Getting Started:
Dataset Types Support for Multiple Data Formats
The RS Universal Robotic Motion Dataset was designed with the convenience of data exchange and integration in mind, and thus supports a variety of widely-used data formats in the industry, including HDF5 (Hierarchical Data Format version 5) and LeRobot Dataset Format.
- HDF5, as a mature scientific data storage format, is renowned for its ability to handle large-scale, complex heterogeneous data and is widely used in research and industrial fields.
- It can efficiently store and manage a variety of data types, including multidimensional arrays, tables, images, and text.
- Supporting metadata and custom data structures makes HDF5 highly suitable for storing robotic datasets that include multimodal information such as robot states, action commands, sensor readings (e.g., camera images, depth information), and task descriptions.
- HDF5's high-performance features, such as optimized data layout, compression algorithms, and support for parallel I/O, can effectively reduce storage space and improve data read/write efficiency, which is crucial for handling robotic data at the GB or even TB level.
- LeRobot Dataset Format, introduced by Hugging Face, is a standardized organization method designed specifically for robotic learning data, aiming to simplify integration with PyTorch and the Hugging Face ecosystem tools.
- Its core idea is to store the dataset as a combination of Parquet files (for trajectory information, such as robot states and actions) and MP4 video files (for camera observations), supplemented by metadata files like JSON to describe the dataset's structure, content, statistics, and task definitions.
- Parquet files, with their columnar storage and efficient compression characteristics, are highly suitable for storing structured time-series data, such as the robot's joint angles, end-effector poses, and executed actions.
- The MP4 video format can effectively compress image data, saving storage space while maintaining good image quality.
In addition to HDF5 and LeRobot Dataset Format, considering the diverse needs that may arise in practical applications, the RS Universal Robotic Motion Dataset also has the potential to be converted to other formats.
Data Conversion and Integration
To ensure that the ORion Universal Robotic Motion Dataset can be widely utilized and smoothly integrated with various robotic learning frameworks, data analysis tools, and simulation platforms, data conversion and integration mechanisms are crucial.

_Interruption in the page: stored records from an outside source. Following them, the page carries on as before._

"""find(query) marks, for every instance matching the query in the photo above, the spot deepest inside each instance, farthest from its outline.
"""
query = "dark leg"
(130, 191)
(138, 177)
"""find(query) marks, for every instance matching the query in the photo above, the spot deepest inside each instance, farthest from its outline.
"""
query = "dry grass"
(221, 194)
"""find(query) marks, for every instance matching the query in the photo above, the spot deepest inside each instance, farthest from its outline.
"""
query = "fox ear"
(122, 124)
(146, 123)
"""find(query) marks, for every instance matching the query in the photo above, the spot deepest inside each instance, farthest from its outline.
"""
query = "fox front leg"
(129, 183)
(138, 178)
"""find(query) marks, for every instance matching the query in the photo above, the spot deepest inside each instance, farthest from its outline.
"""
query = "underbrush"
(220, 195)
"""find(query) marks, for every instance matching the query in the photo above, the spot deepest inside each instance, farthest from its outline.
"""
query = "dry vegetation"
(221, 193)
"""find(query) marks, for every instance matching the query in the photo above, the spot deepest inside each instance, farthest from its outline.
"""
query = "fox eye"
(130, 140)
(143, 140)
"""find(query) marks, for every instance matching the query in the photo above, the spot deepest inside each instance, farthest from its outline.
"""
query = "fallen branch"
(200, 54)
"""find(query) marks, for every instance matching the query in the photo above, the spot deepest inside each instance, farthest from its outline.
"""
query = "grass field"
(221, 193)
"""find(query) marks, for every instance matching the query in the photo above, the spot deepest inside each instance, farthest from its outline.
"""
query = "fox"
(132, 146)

The core data of the dataset, including the robot's state (such as joint angles, end-effector poses, sensor readings), executed actions, task descriptions, and multimodal information (such as images, depth maps), are stored in one or more standard formats after initial collection and processing, and can be converted between different data formats according to data requirements. This approach minimizes the difficulty for users to migrate and integrate data between different tools and frameworks, thereby accelerating research and applications in robotic learning and related fields.